The group have now played three London concerts — two at the Fairfield Halls and one at the Queen Elizabeth Hall — within a comparatively short space of time. Mike says that this was purely coincidence, and comments: " My ideal is to play a set repertoire twice, in the same place, and then come back later with new material.

" That's why we're resting at the moment: it's in order to write some new stuff, and I think we'll be playing in London again soon."

Mike and bassist Hugh Hopper write roughly an equal amount of the repertoire. Drummer Robert Wyatt composed early in the band's life, and wrote several of the tracks on their second Probe album (" Volume Two "), but now it's fairly divided between Mike and Hugh. Ratledge doesn't find it easy to talk about the difference in their writing.


" Our different backgrounds don't come over. There's as much difference between two of my pieces as there is between one of mine and one of Hugh's. Hugh tends to write a theme, have a blowing section in the middle, and then return to the theme at the end... but then I've written things like that too.

" I tend to write things with a given concept. I'm very lazy and don't have much confidence, so I need something — like a progression or a time signature — to get to compose. These conceptual elements are really something I use to con myself into believing in what I'm writing.

" I'm very interested in unusual time signatures, but at the moment I'm writing a piece in 6/4, which isn't exactly far out. But in terms of a general direction my music is heading for more complex structures.

" Our sets are an amalgamation of different tunes by different people, and when you string them together into a 45-minute entity there's bound to be a somewhat ad hoc quality about the arrangement. You try to make the transitions as organic as possible, but it's not the total piece of music that I'd like it to be at the moment. The sudden switches that people criticise aren't inside each piece, they come when we go from one piece into another."

Unorthodox time signatures are becoming more commonplace, partly because young musicians are growing up around them and thus can "feel" them much more easily than their elders, to whom playing in 7/4 was like going to the Moon.

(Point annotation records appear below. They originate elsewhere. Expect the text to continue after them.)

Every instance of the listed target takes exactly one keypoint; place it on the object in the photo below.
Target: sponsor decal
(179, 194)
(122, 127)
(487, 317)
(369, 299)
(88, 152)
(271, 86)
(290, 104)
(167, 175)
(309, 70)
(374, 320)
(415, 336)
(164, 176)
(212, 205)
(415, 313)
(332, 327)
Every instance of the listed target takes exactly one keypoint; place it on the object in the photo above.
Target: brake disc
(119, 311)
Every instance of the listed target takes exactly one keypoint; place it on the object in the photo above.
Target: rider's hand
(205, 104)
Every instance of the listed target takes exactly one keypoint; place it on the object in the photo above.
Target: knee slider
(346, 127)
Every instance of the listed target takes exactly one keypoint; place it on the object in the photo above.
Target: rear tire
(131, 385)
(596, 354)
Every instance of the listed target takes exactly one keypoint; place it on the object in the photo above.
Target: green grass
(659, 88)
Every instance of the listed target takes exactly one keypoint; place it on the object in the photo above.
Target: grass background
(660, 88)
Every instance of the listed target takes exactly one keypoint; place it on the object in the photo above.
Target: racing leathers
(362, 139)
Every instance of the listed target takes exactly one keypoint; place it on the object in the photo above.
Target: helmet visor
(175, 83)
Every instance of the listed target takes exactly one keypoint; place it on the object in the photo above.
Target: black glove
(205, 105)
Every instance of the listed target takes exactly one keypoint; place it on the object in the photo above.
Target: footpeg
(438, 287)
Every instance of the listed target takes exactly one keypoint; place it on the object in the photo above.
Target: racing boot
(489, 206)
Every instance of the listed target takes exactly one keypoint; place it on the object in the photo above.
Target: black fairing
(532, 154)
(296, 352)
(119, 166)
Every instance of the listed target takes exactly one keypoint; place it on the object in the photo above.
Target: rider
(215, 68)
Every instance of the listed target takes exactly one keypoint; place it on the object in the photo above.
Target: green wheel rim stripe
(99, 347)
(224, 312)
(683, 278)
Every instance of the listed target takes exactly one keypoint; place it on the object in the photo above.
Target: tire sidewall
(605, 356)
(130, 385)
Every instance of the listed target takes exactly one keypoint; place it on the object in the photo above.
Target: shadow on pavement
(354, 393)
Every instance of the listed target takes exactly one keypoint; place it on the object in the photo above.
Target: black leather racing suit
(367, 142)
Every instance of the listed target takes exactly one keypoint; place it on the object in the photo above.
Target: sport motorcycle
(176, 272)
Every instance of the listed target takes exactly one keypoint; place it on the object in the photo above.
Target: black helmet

" I've been aware of them since I started writing," says Mike, " and I guess it was with Messiaen (the 20th Century classical composer) that I first came up against them, although of course they-ve been used throughout musical history in so-called primitive music as well as so-called classical music. But Messiaen was the first person I'd come across who'd obviously spent a lot of time getting into it."


Mike uses a Lowrey organ, in contrast to the almost ubiquitous use of the Hammond, but it wasn't originally a voluntary decision.

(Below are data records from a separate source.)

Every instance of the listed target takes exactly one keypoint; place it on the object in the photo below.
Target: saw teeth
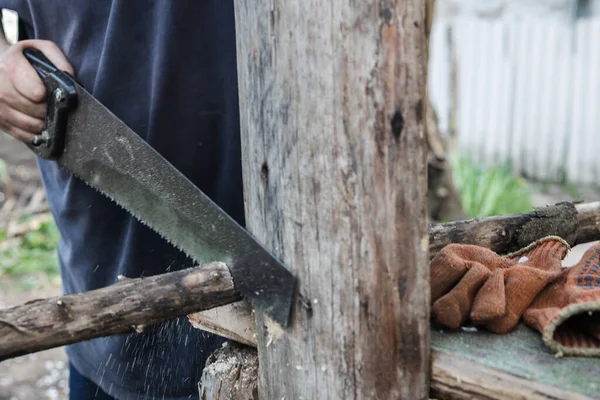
(145, 223)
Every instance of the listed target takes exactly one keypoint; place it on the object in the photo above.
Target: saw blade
(106, 154)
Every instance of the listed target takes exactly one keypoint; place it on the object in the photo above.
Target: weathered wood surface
(234, 321)
(522, 354)
(332, 116)
(579, 223)
(124, 307)
(575, 223)
(460, 379)
(231, 373)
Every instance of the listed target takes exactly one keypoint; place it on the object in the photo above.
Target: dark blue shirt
(167, 69)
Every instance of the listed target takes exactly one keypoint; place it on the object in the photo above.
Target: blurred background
(513, 123)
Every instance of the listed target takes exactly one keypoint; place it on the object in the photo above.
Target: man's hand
(22, 93)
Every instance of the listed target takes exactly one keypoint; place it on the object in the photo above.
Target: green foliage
(34, 257)
(489, 191)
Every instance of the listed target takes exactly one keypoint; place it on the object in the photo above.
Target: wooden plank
(331, 98)
(522, 354)
(124, 307)
(457, 378)
(578, 223)
(234, 321)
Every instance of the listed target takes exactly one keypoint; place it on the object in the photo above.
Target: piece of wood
(454, 377)
(575, 223)
(127, 306)
(332, 116)
(234, 321)
(444, 203)
(231, 373)
(578, 223)
(522, 354)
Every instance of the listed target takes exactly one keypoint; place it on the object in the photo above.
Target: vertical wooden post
(332, 106)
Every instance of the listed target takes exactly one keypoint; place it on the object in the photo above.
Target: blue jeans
(81, 388)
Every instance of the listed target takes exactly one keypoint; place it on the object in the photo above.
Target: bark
(577, 224)
(124, 307)
(332, 99)
(231, 373)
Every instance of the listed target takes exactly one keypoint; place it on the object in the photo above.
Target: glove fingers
(523, 284)
(453, 309)
(490, 302)
(445, 270)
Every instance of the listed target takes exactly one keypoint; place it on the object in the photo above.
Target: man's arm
(22, 93)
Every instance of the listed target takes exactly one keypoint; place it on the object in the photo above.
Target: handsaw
(86, 139)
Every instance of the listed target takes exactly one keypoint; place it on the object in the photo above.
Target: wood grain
(124, 307)
(502, 234)
(519, 356)
(332, 115)
(231, 373)
(456, 378)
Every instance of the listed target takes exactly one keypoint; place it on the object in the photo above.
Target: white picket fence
(528, 92)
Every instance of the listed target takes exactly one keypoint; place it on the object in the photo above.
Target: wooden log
(332, 116)
(234, 321)
(127, 306)
(231, 373)
(575, 223)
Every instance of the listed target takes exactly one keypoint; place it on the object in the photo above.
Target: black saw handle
(61, 97)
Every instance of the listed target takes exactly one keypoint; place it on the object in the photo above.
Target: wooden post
(334, 154)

" I bought it when we hadn't got the money for a Hammond, and I got to know what I could do with it. It's worked out well because the majority of organists use Hammonds, so the Lowrey's characteristics stand out a bit.

" I suppose that a large number of my stylistic idiosyncrasies are due to the inherent peculiarities of the Lowrey."

For the future, the Softs plan to remain as a quartet, with altoist Elton Dean, but may add other musicians for selected performances. One innovation will certainly be the use of prerecorded tapes.

" The tapes will mean difficulties like keeping the pitch constant throughout the electronic fluctuations, but they won't be tied down to anything very specific and the musicians will be fairly free on top of it. It won't be like laying down specific drum or piano tracks — it'll be loops and things like that."


The group's new album, " Third," will be out soon after you read this, and Mike is very pleased with the speed and care with which CBS have handled it. " My feelings about the music on it change constantly. I liked it while we were making it, of course, but listening to it now I'm aware of the mistakes, while assume a disproportionate importance. " None of us can be objective about it now, but I think that each of our albums has been better than the last, although none is as good as it should have been."